Creating LGBTIQ+ communities
Especially in restrictive environments where LGBTIQ+ people are invisible and oppressed, encounters with like-minded people can break their isolation and contribute to self-realization and self-acceptance. A supportive network requires individuals, community members and allies alike. It requires social media interactions, real-life meetings, social and educational events to ensure physical and psychological safety.

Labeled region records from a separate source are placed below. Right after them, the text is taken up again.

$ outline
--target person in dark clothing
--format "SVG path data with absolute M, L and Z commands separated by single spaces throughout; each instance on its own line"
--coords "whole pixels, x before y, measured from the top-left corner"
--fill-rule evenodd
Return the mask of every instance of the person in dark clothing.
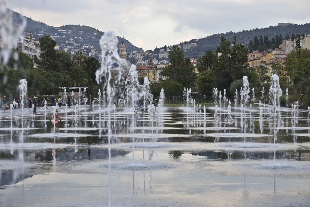
M 3 107 L 3 112 L 5 112 L 7 109 L 7 96 L 5 96 L 2 100 L 2 106 Z
M 28 97 L 28 108 L 30 109 L 32 108 L 32 98 L 30 96 Z
M 70 107 L 70 105 L 71 104 L 71 99 L 70 99 L 70 97 L 68 96 L 67 99 L 68 99 L 68 107 Z
M 39 96 L 38 97 L 38 109 L 40 109 L 40 107 L 41 106 L 41 98 Z
M 33 105 L 33 113 L 37 113 L 37 97 L 34 97 L 32 100 L 32 104 Z
M 52 97 L 51 98 L 51 101 L 52 102 L 52 106 L 55 106 L 55 97 L 54 96 L 52 96 Z
M 45 97 L 44 97 L 44 104 L 45 104 L 44 106 L 45 107 L 46 109 L 47 109 L 47 104 L 48 104 L 48 97 L 47 97 L 47 95 L 45 95 Z M 45 104 L 46 102 L 46 104 Z

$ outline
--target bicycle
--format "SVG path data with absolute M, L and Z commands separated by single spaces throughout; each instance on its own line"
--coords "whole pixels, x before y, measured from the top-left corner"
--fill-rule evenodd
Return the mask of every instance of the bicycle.
M 136 113 L 138 112 L 139 110 L 141 110 L 141 112 L 143 112 L 143 111 L 142 110 L 142 109 L 143 108 L 143 103 L 141 103 L 140 104 L 139 106 L 134 106 L 134 112 L 135 113 Z

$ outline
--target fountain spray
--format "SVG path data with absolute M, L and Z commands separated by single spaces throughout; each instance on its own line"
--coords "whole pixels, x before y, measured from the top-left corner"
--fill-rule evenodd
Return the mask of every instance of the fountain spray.
M 274 161 L 275 162 L 276 137 L 277 133 L 279 130 L 278 128 L 277 130 L 276 130 L 276 116 L 277 115 L 277 102 L 279 97 L 282 95 L 282 90 L 281 90 L 281 88 L 280 88 L 279 79 L 279 76 L 278 76 L 278 75 L 277 74 L 274 74 L 273 75 L 272 75 L 272 84 L 271 84 L 271 86 L 270 86 L 270 91 L 271 95 L 271 97 L 272 98 L 272 116 L 273 116 L 274 118 L 274 137 L 273 141 L 274 144 Z M 279 111 L 278 116 L 278 120 L 279 121 L 279 122 L 278 123 L 278 128 L 279 126 L 279 125 L 280 125 L 281 122 L 281 116 L 280 111 Z M 283 124 L 283 122 L 282 123 L 282 124 Z

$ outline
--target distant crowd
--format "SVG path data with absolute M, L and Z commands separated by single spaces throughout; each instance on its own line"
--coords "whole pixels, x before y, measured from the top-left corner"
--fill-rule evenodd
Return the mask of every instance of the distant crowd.
M 56 100 L 54 96 L 52 95 L 51 97 L 51 103 L 52 106 L 56 106 L 57 104 L 60 108 L 61 108 L 63 105 L 63 102 L 64 102 L 65 105 L 67 106 L 68 107 L 70 107 L 72 102 L 72 97 L 68 96 L 68 98 L 64 101 L 61 97 L 60 97 L 58 99 Z M 23 106 L 24 107 L 26 107 L 26 106 L 28 106 L 28 108 L 33 109 L 33 112 L 36 113 L 37 108 L 39 109 L 41 106 L 44 106 L 45 109 L 48 108 L 49 101 L 47 95 L 45 95 L 43 98 L 41 98 L 40 96 L 38 96 L 37 97 L 35 96 L 32 97 L 29 96 L 28 97 L 28 99 L 25 101 Z M 14 99 L 12 102 L 12 104 L 14 109 L 20 108 L 21 106 L 20 101 L 18 98 L 17 100 Z M 10 108 L 10 106 L 8 104 L 6 96 L 3 97 L 3 99 L 0 96 L 0 106 L 1 106 L 1 110 L 3 110 L 3 112 L 5 112 L 6 110 Z

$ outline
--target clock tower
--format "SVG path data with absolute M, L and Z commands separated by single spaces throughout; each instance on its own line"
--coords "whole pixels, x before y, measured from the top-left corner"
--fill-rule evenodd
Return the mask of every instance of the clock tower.
M 119 57 L 122 59 L 127 59 L 127 55 L 126 54 L 126 45 L 124 43 L 124 36 L 123 36 L 123 40 L 122 41 L 122 44 L 119 45 Z

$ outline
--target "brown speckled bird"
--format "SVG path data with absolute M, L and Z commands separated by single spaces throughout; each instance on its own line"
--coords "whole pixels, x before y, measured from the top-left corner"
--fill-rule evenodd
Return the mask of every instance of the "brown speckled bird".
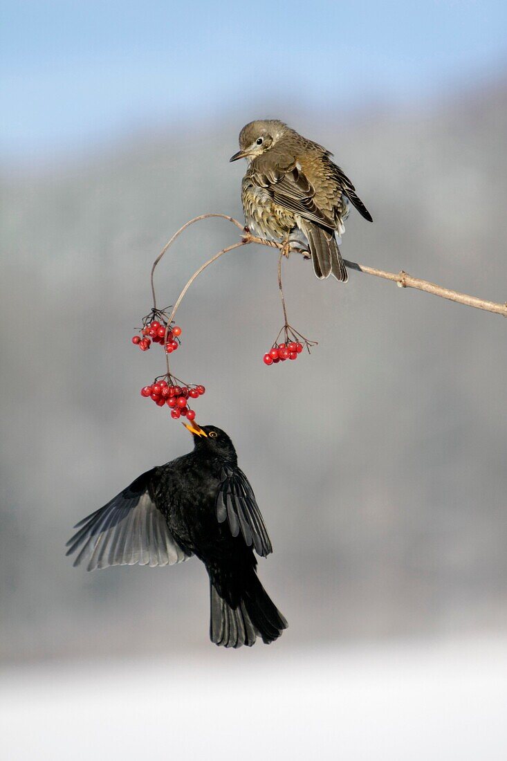
M 371 216 L 343 171 L 322 145 L 276 119 L 250 122 L 230 161 L 246 158 L 241 200 L 248 229 L 268 240 L 289 242 L 302 233 L 317 278 L 349 279 L 335 235 L 345 231 L 349 202 Z

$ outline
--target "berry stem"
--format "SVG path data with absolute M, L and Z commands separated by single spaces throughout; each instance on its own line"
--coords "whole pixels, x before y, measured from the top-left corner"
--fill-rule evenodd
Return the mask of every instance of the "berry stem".
M 283 297 L 283 286 L 282 285 L 282 259 L 283 257 L 283 253 L 280 253 L 278 257 L 278 288 L 280 291 L 280 298 L 282 299 L 282 308 L 283 309 L 283 320 L 285 332 L 287 330 L 287 326 L 289 325 L 289 320 L 287 319 L 287 310 L 285 308 L 285 300 Z
M 193 220 L 193 221 L 196 221 L 196 220 Z M 173 307 L 173 310 L 171 313 L 171 315 L 170 315 L 170 317 L 169 317 L 169 318 L 167 320 L 167 325 L 168 326 L 171 325 L 171 323 L 172 323 L 173 320 L 174 319 L 174 315 L 176 314 L 177 308 L 180 306 L 180 304 L 181 304 L 181 301 L 183 301 L 183 298 L 185 294 L 187 293 L 187 291 L 188 291 L 188 289 L 190 288 L 190 285 L 192 285 L 192 283 L 193 282 L 193 281 L 196 279 L 196 278 L 198 277 L 198 275 L 199 275 L 201 274 L 201 272 L 202 272 L 202 270 L 206 269 L 206 267 L 209 266 L 210 264 L 212 264 L 213 262 L 215 262 L 216 260 L 219 256 L 222 256 L 222 253 L 228 253 L 229 251 L 232 251 L 235 248 L 241 248 L 242 246 L 246 246 L 246 245 L 247 245 L 247 243 L 244 240 L 240 240 L 238 243 L 233 243 L 231 246 L 228 246 L 226 248 L 222 248 L 222 251 L 218 251 L 218 253 L 215 253 L 213 256 L 211 257 L 211 259 L 209 259 L 207 262 L 205 262 L 204 264 L 202 264 L 201 266 L 199 268 L 199 269 L 196 270 L 196 272 L 193 273 L 193 275 L 192 275 L 192 277 L 190 278 L 190 279 L 188 281 L 188 282 L 187 283 L 187 285 L 185 285 L 185 287 L 183 288 L 183 291 L 181 291 L 181 293 L 180 294 L 180 295 L 178 296 L 178 298 L 177 298 L 177 300 L 176 300 L 176 301 L 174 303 L 174 306 Z M 167 338 L 167 330 L 166 330 L 166 338 Z M 166 361 L 166 365 L 167 365 L 167 373 L 169 374 L 170 373 L 170 370 L 169 370 L 169 355 L 167 352 L 166 352 L 166 355 L 165 355 L 165 361 Z

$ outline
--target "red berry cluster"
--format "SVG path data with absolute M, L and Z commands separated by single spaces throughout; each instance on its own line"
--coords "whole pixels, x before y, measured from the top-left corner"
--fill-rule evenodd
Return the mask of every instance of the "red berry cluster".
M 141 389 L 141 396 L 150 397 L 159 407 L 167 405 L 171 409 L 171 416 L 177 419 L 183 416 L 187 420 L 194 420 L 196 413 L 189 409 L 189 400 L 198 399 L 206 391 L 204 386 L 178 386 L 172 375 L 157 380 L 151 386 Z
M 175 352 L 180 345 L 179 336 L 181 335 L 181 328 L 177 325 L 171 323 L 167 330 L 167 341 L 165 333 L 167 328 L 167 322 L 161 317 L 160 320 L 152 320 L 143 321 L 143 326 L 140 330 L 140 336 L 133 336 L 132 342 L 139 346 L 142 352 L 147 351 L 151 344 L 165 344 L 165 350 L 167 354 Z
M 263 356 L 265 365 L 276 365 L 277 362 L 285 362 L 285 359 L 297 359 L 298 355 L 303 351 L 303 345 L 298 341 L 289 341 L 289 343 L 274 343 L 273 348 Z

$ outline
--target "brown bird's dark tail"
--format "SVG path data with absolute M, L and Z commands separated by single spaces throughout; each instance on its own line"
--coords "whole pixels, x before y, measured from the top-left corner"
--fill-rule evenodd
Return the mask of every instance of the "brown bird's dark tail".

Strengthening LGBTIQ+ organisations
Some emerging LGBTIQ+ organizations try to organise together to access funds and resources, but fail because they lack a strategic direction. Competition and conflict happen frequently, especially when people are marginalised and traumatised and funding is extremely limited. The need for organisational and strategic sustainability is growing as more resources become available. Transformative leadership and transparency ensure that emerging organisations can work with a legitimate mandate from the community they represent. This increases their political and social influence.
Growing LGBTQ+ movements
Local LGBTIQ+ organisations cooperate regularly, but potential competition over funds, influence and recognition prevents structured cooperation. By recognising the common struggle against existing norms and conditions for LGBTIQ+ people, organisations can move towards common goals and view cooperation as an important strategy. When movements work together, they become more agile and better at creating social and political change as well as necessary alliances.
LGBTIQ+ people cannot change the society without support. Potential allies must therefore be identified and made aware of the exclusion and discrimination that LGBTIQ+ people face. Allies can be found anywhere — even in hostile institutions. Their support may start at an individual level, but from there can move at a more societal and institutional level, so LGBTIQ+ people are ultimately included in policy making.
Influencing laws and policies
Society’s norms directly affect legislation and policies. Growing local organisations, strong movements with well-established interest groups, as well as strong allies in governments, local councils, legislative institutions and international institutions provide an opportunity to influence political change – at regional, national and international level.